Proposal Puts Internet Control in Private Sector
WASHINGTON — The Clinton administration will propose today that control of some of the Internet’s most crucial operations be transferred from federal research agencies to the private sector over the next two years, according to White House officials.
In a much-anticipated report, the administration lays out a new structure for the global computer network, which has become a fast-growing medium for communication and commerce. Under the plan, the government’s role in assigning Internet addresses and maintaining the traffic-directing hardware at the heart of the network would shift to a not-for-profit private corporation. The corporation would be run and funded by the businesses, people and institutions that use the Internet.
The White House proposal, which administration officials said does not require congressional approval, is intended to make the global network’s computers more reliable and to open to competition the task of assigning addresses on the network, with the aim of widening consumer choice and lowering costs.
The plan would allow firms other than Network Solutions Inc., a Herndon, Va., company that has an exclusive arrangement with the federal government, to assign addresses that end in “.com,” “.org” and “.net.”
In addition, the administration will authorize the creation of five new address suffixes--called “top-level domains” in Internet parlance--that can be assigned by several companies, according to a copy of the report obtained by the Washington Post. Domain names--such as www.ford.com or www.disney.com--function as a sort of ZIP code system for the Internet, enabling users to locate pages on the graphical World Wide Web and address electronic mail.
The five new domains would allow more individuals and businesses, some of which have been bickering over space in the popular but crowded “.com” area, to obtain addresses that more closely reflect their names.
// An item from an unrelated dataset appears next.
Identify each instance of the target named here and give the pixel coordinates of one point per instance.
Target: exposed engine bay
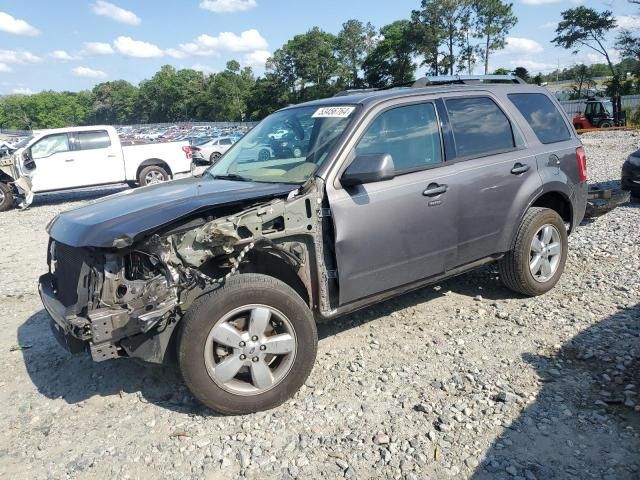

The result could be retailers with Web addresses ending in “.store” or theaters whose addresses end with “.arts.”
The cost of registering an address, now $100 for two years, also is expected to drop significantly with competition, industry specialists predict, leading many ordinary computer users to snap up personalized e-mail and Web page addresses.
The Internet was built by the federal government in the late 1960s as a way to help scientists in different parts of the country better communicate with one another.
Although private telecommunications companies now sell access to the Internet and carry much of its traffic, federal agencies, either directly or through contracts, have continued to manage several key functions, including the assignment of addresses and the workings of the “white pages” directories that enable computers to find each other.
But as the network has grown into something resembling a mass medium, the National Science Foundation and the Defense Department, which have nurtured the network since the ‘60s, have concluded that they no longer want to be responsible for operating it.